Ein Oberfeldwebel der U.S. Army ist zu einer Gefängnisstrafe von 13 Jahren verurteilt worden. Er war seit Jahren für Vergewaltigungen diverser Frauen angeklagt, doch von der Armee nie für Konsequenzen herangezogen worden. Statt Verurteilungen war Randall S. H. in Klageverhandlungen immer mit Einigungen davongekommen und mit Einträgen in seiner Personalakte. So konnte seine Verbrechen vor anderen geheim halten. Erst als eines seiner Opfer seine 16-jährige Tochter war, flogen die vorherigen Vertuschungen auf.

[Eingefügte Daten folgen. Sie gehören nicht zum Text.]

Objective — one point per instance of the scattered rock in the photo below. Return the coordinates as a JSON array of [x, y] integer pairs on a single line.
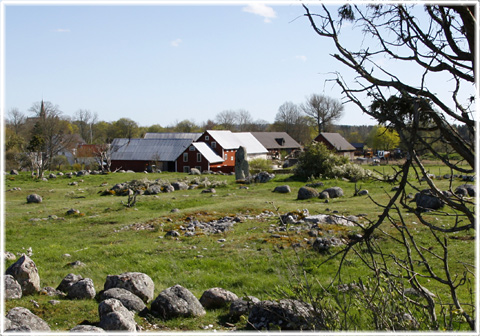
[[127, 298], [286, 314], [138, 283], [13, 290], [23, 320], [34, 198], [216, 298], [25, 272], [242, 306], [285, 189], [177, 301], [307, 193]]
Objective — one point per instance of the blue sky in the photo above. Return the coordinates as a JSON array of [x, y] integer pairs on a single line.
[[161, 64]]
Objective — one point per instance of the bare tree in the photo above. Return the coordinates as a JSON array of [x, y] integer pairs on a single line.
[[322, 110], [440, 43]]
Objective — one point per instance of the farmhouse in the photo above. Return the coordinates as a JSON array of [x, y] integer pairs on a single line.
[[337, 143], [225, 145], [147, 154], [276, 142]]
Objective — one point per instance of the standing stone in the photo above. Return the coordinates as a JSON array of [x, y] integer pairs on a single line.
[[23, 320], [13, 290], [25, 272], [177, 301], [241, 164], [139, 284]]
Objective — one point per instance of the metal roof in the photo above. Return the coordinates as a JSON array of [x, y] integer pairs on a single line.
[[148, 149], [270, 140], [207, 152], [229, 140], [337, 141], [191, 136]]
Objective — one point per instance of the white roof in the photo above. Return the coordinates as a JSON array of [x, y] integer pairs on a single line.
[[207, 152], [229, 140]]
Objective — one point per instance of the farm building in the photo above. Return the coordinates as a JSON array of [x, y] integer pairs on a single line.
[[147, 154], [225, 145], [337, 143], [198, 155], [276, 142]]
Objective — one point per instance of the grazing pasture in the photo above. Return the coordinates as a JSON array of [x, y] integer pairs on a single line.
[[257, 256]]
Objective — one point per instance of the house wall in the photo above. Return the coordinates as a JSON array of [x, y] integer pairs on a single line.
[[191, 155]]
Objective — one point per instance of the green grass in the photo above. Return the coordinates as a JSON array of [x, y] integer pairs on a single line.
[[249, 262]]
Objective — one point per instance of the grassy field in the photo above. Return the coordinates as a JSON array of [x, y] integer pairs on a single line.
[[110, 238]]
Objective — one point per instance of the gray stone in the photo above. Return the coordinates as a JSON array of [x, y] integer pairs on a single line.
[[128, 299], [241, 164], [242, 306], [67, 282], [138, 283], [216, 298], [180, 185], [22, 319], [334, 192], [286, 314], [177, 301], [25, 272], [195, 171], [34, 198], [114, 316], [13, 290], [83, 289], [425, 200], [87, 328], [285, 189], [307, 193]]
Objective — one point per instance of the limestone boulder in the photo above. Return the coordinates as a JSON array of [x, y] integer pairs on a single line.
[[216, 298], [177, 301], [138, 283], [25, 273]]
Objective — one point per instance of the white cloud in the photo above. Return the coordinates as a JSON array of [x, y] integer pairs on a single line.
[[301, 58], [176, 43], [260, 9], [62, 30]]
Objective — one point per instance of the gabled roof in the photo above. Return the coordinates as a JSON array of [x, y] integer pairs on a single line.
[[337, 141], [191, 136], [207, 152], [148, 149], [229, 140], [276, 140]]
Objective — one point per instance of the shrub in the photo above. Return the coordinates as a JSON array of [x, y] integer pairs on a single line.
[[317, 160]]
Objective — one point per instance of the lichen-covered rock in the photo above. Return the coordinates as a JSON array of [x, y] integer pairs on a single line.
[[13, 290], [216, 298], [34, 198], [176, 301], [127, 298], [306, 193], [23, 320], [25, 272], [138, 283], [83, 289]]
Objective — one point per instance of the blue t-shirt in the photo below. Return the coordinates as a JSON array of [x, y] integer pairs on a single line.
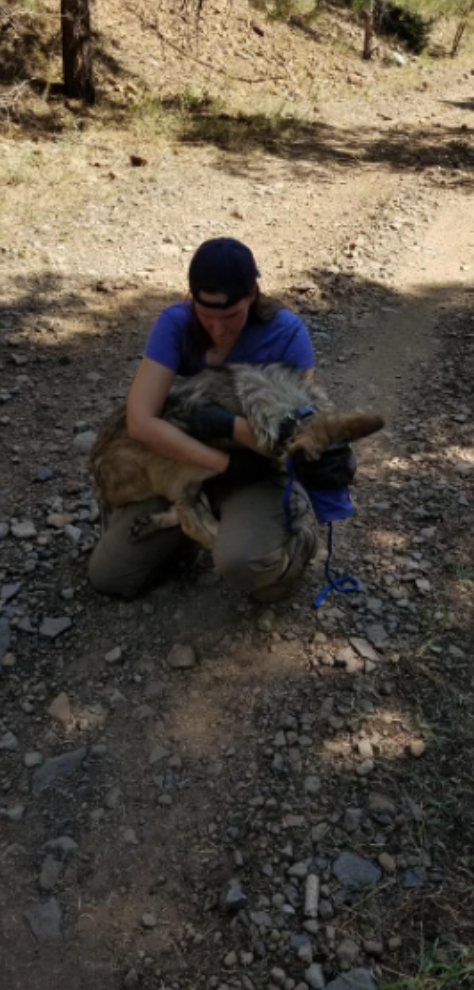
[[282, 338]]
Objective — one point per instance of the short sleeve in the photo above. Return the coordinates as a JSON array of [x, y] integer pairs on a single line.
[[165, 342], [298, 351]]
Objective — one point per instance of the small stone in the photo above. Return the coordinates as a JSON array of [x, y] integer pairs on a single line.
[[233, 897], [58, 767], [84, 442], [312, 785], [356, 979], [45, 920], [50, 873], [129, 836], [60, 709], [25, 530], [181, 657], [314, 976], [365, 768], [9, 742], [54, 627], [63, 844], [113, 656], [31, 760], [347, 953], [417, 747], [353, 871], [158, 754], [387, 862], [131, 980]]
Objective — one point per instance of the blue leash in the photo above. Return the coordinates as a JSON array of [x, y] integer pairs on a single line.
[[345, 584]]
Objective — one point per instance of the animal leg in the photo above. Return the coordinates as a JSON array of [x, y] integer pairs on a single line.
[[197, 521], [153, 522]]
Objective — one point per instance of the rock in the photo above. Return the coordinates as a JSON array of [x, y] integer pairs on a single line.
[[9, 591], [4, 637], [63, 844], [60, 709], [84, 442], [312, 785], [14, 814], [45, 920], [52, 628], [158, 754], [353, 871], [113, 656], [58, 767], [50, 873], [25, 530], [32, 759], [131, 980], [364, 648], [417, 747], [43, 474], [356, 979], [9, 742], [181, 657], [233, 897], [347, 953], [387, 862], [314, 976]]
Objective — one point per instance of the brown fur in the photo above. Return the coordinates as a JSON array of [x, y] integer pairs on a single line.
[[129, 471]]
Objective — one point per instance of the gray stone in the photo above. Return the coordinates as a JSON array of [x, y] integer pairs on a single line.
[[58, 767], [45, 920], [314, 976], [9, 742], [312, 785], [25, 530], [181, 657], [53, 627], [4, 636], [50, 873], [63, 844], [9, 591], [84, 442], [354, 871], [233, 897], [356, 979]]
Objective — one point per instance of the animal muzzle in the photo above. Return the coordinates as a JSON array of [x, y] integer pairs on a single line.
[[315, 435]]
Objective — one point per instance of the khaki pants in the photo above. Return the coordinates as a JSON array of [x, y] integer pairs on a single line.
[[254, 551]]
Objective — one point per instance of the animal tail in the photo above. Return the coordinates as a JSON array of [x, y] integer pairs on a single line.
[[319, 433]]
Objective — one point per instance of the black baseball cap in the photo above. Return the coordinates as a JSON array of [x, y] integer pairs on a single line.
[[222, 265]]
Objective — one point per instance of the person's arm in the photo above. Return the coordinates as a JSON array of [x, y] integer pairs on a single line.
[[145, 405]]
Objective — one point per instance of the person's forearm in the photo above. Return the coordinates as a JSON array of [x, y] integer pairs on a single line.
[[172, 442]]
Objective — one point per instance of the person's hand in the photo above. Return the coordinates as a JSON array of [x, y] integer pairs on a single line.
[[211, 422], [245, 467], [336, 468]]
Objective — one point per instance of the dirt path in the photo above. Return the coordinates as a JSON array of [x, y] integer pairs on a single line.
[[297, 741]]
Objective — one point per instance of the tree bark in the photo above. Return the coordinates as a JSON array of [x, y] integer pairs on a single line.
[[77, 50]]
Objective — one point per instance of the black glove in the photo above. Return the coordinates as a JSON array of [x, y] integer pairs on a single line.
[[245, 467], [336, 468], [211, 422]]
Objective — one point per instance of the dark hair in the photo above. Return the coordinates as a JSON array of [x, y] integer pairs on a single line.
[[198, 341]]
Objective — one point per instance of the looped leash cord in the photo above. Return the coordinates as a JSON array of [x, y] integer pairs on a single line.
[[345, 584]]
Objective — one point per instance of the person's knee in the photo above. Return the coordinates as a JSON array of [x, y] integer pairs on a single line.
[[246, 572]]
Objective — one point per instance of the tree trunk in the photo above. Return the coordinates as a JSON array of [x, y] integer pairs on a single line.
[[77, 50], [368, 33]]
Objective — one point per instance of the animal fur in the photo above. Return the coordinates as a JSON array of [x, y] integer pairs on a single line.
[[127, 470]]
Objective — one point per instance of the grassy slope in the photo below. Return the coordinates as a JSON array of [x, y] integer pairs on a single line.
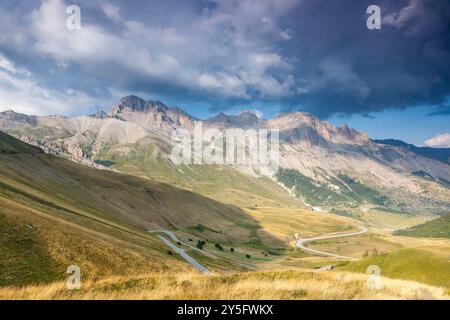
[[351, 191], [221, 183], [10, 145], [416, 264], [284, 284], [54, 213], [437, 228]]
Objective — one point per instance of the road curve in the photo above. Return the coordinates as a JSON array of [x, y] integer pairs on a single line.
[[180, 251], [300, 243]]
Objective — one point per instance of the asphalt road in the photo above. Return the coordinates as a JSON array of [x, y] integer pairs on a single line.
[[302, 242], [180, 251]]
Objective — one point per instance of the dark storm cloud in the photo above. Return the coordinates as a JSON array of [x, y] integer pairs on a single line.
[[346, 68], [311, 55]]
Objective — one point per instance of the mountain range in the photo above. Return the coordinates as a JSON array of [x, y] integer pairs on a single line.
[[321, 165]]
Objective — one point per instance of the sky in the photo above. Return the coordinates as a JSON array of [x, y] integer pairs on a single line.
[[207, 56]]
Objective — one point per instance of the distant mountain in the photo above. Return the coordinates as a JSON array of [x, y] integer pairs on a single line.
[[441, 154], [321, 164], [246, 119], [151, 114]]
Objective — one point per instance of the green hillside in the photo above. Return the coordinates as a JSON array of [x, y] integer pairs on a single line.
[[55, 213], [223, 183], [421, 265], [351, 192], [10, 145], [437, 228]]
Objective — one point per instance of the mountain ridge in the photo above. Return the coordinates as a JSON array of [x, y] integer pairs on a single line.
[[338, 159]]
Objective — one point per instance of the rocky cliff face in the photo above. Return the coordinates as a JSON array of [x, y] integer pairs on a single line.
[[315, 149]]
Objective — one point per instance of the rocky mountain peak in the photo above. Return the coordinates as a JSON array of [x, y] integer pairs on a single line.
[[243, 120], [129, 104]]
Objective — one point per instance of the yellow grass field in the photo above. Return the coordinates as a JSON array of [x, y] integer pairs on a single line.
[[285, 284]]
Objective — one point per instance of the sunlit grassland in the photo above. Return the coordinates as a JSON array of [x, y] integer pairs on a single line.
[[282, 284]]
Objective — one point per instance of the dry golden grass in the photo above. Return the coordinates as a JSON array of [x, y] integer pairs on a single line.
[[286, 284]]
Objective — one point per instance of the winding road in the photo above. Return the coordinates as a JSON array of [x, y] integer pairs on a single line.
[[300, 243], [180, 251]]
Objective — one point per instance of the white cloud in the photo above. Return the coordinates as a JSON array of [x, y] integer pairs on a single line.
[[441, 140], [215, 53], [24, 94]]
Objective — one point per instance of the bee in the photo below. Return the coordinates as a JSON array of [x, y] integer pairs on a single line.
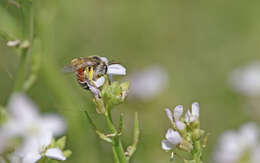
[[88, 69]]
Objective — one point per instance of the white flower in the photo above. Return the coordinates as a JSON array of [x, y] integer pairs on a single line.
[[25, 121], [36, 147], [194, 114], [147, 84], [114, 68], [233, 145], [173, 138], [169, 114], [246, 80], [178, 111], [99, 82]]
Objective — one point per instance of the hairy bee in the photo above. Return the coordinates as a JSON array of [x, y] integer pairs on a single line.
[[88, 70]]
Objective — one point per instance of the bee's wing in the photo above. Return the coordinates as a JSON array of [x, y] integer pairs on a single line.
[[67, 69]]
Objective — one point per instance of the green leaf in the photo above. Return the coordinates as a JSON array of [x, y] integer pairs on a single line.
[[10, 29], [3, 115]]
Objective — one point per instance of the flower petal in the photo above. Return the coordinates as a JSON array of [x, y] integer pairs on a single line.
[[167, 145], [45, 138], [104, 59], [172, 156], [180, 125], [116, 69], [187, 116], [169, 114], [31, 158], [55, 153], [99, 82], [195, 109], [173, 136], [178, 110]]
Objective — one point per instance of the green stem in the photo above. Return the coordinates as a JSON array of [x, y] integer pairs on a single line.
[[117, 147], [18, 85], [20, 77]]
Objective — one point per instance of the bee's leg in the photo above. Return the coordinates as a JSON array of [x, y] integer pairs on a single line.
[[83, 84], [91, 74], [110, 78]]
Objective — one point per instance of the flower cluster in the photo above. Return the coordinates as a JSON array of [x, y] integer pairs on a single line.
[[239, 146], [185, 133], [37, 132]]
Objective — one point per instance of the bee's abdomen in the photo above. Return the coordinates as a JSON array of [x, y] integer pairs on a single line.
[[81, 78]]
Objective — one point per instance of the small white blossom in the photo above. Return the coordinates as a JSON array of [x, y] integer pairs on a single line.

Das minderjährige Mädchen bestand darauf, an die Öffentlichkeit zu gehen, damit ihr Vater endlich hinter Schloss und Riegel kommt.

Am 30. März bekannte sich H. vor einem Gericht in Fort Drum, New York, in acht Fällen schuldig und wartet nun auf seine Überführung nach Fort Leavensworth in Kansas, um dort seine Gefängnisstrafe abzusitzen. Einige seiner Opfer verzichteten wie seine Tochter auf ihre Anonymität, um auch die Armee anzuprangern, weil sie den Mann nicht verhaftet hat, was seine weiteren Übergriffe verhindert hätte.

Ein Opfer berichtet

Eines der Opfer, Leah R., sagte der "Army Times", dass Ermittler ihre Darstellung glaubwürdig fanden, aber entschieden, H. mit einer Verwarnung davonkommen zu lassen. Ihr Martyrium begann, als ihr Ehemann, ebenfalls Oberfeldwebel, H. 2017 zu einer Super-Bowl-Party zu sich nach Hause in Texas eingeladen hatte. Angestachelt von H. habe ihr Mann einen Whiskey nach dem anderen getrunken und sei irgendwann betrunken bewusstlos geworden. Sie habe ihren Mann ins Bett gebracht, die Party war beendet und alle Gäste verabschiedeten sich. Als sie mit H. allein auf der Terrasse war, schlug dieser ihr Sex vor. Nachdem Leah R. nein gesagt hatte, griff er sie, drückte sie gegen einen Grill, zog sie dann an den Haaren ins Haus und vergewaltigte sie. R. versteckte sich anschließend so lange im Bad, bis H. das Haus verlassen hatte.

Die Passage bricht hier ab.